2. Бесклассовое общество как условие
прихода подлинного человека
В этом отношении у марксизма есть преимущество, которым обладают перед надеждой визионера всякая политическая концепция и всякое деяние: ему известен путь к условиям возникновения высшего или истинного человека. Путем является революция, совокупностью условий – бесклассовое общество. Здесь кроется предпосылка, отличающая марксизм от Ницше (и от большинства классических философов) и в то же время разделяемая им с большинством исповеданий прогресса: что человек в основе своей "хорош" и лишь обстоятельства делают его дурным; поэтому для того, чтобы его сущностная благость сделалась также и актуальной, он нуждается лишь в надлежащих обстоятельствах. Или, что выливается на практике в то же самое, человек есть продукт обстоятельств, и хорошие обстоятельства произведут на свет именно хорошего человека. И в первом, и во втором случае то, хорош или дурен человек, является функцией хороших или дурных обстоятельств. По крайней мере одной из сторон прогресса всегда является устранение помех. В соответствии с этим, по марксизму, до настоящего времени обстоятельства (а именно, классовое общество и классовая борьба) хорошими никогда не бывали; а значит, не был хорош и человек; и потому лишь бесклассовое общество приведет с собой хорошего человека. Вот "утопия" в сущности марксизма. Однако слово "хорош" можно понимать в двух смыслах: как благость характера и поведения, т. е. нравственное качество; и как созидательность в смысле надэкономических ценностей (ибо экономические образуют собой лишь условие) и их благость, т. е. культурное качество. В соответствии с гипотезой, бесклассовое общество должно превзойти все прежние общества по обоим показателям, если это окажется возможно, но уж по крайней мере по одному из них – точно; лишь оно и выявит впервые истинный человеческий потенциал. Что это может означать?
а) Культурное превосходство бесклассового общества?

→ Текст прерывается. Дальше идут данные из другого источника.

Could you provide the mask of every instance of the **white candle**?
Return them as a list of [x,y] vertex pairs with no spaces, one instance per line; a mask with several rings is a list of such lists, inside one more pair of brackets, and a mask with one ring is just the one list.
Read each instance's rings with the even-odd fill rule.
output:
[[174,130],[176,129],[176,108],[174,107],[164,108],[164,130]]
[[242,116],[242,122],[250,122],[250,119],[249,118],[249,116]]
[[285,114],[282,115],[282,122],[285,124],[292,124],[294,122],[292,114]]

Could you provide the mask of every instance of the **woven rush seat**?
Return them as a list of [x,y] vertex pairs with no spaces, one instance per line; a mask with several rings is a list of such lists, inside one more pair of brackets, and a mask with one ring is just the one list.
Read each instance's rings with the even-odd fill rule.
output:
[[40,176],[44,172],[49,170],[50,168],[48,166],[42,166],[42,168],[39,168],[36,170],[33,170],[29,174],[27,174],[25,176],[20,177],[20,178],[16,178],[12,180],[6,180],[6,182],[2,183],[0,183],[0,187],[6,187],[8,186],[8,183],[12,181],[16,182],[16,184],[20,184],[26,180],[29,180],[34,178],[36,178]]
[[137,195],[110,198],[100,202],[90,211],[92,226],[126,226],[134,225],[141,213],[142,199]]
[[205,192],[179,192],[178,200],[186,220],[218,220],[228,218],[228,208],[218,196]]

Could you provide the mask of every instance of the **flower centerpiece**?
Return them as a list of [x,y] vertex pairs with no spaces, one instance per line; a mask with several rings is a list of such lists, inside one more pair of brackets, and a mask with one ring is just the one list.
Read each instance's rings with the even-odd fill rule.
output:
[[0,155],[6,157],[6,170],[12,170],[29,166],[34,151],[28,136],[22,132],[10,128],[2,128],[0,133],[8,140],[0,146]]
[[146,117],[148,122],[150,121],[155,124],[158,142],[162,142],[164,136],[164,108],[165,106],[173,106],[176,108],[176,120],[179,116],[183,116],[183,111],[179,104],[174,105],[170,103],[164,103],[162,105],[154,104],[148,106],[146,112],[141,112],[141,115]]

Что касается "культурного" как такового, мы снова возвращаемся к загадке Ницше: будут ли там появляться еще большие гении? Будет ли их больше? Будут ли они счастливее? Более благодетельными для общества? Об условиях для этого мы просто-напросто ничего не знаем. Что касается "больше", то возможно, что многие в обыкновенных условиях задавленные бедностью таланты смогли бы там развиться, и это было бы преимуществом. С другой стороны, многое может оказаться подавленным ужесточившейся общественной цензурой, и каким окажется результат, предсказать невозможно. Еще менее возможно что-то утверждать о качестве. В любом случае насчет тайны "гения" нам было бы лучше помолчать: очевидно, польза есть последнее, чего следовало бы от него ожидать.
Если оставить индивидуальности в стороне, то следует ли от этого общества, как целого, ожидать более великого искусства, чем то, каким одарило нас какое-либо из обществ темной предыстории? Более воспитанного – возможно. Еще более исполинской науки? Более тесно ориентированной на общественную пользу – возможно. Да и само это "возможно" говорится очень и очень предварительно. На самом деле мы опять-таки ничего не знаем об условиях творчества, будь то коллективное или индивидуальное; как не знаем хоть чего-то содержательного о том, где и как, в каком обществе и в какую эпоху, возникает, например, не заурядное искусство, а великое. В чем мы можем быть убеждены, так это в более частом выпадании посредственности, будь то в бесклассовом обществе или любом другом. Уклон в ту или другую сторону может возникать в зависимости от того, кому достаются бóльшие награды – исключениям или конформистскому следованию правилам. Но даже и в таком случае результат неоднозначен: лишь бы только неординарное подавлялось не слишком сильно. Однако мы можем быть вполне готовы расплатиться за более справедливый и менее обезображенный человеческим страданием порядок культурным блеском и завлекательностью, если их сопровождают такие отрицательные попутчики. Вполне надлежащим может быть сочтено, что ради большей порядочности придется мириться с перспективой засилья пошлости; и определенное "да" или "нет" такой перспективе есть проявление нравственной ориентации по всему этому вопросу, вместо ребяческого желания (= утопия) получить все сразу. Однако если предпочтение при этом, быть может, истребованном силой выборе будет отдано нравственному аспекту, следует четко видеть разницу между его непосредственным требованием, значимым само по себе, и связывающимися с его реализацией для самой морали, "утопическими" уже в сфере нравственности, надеждами. Такие надежды – а именно на появление нравственно "лучшего" человека вообще – являются, однако, ядром идеала, за который надо будет сполна заплатить указанную цену. Но как обстоит дело с этим?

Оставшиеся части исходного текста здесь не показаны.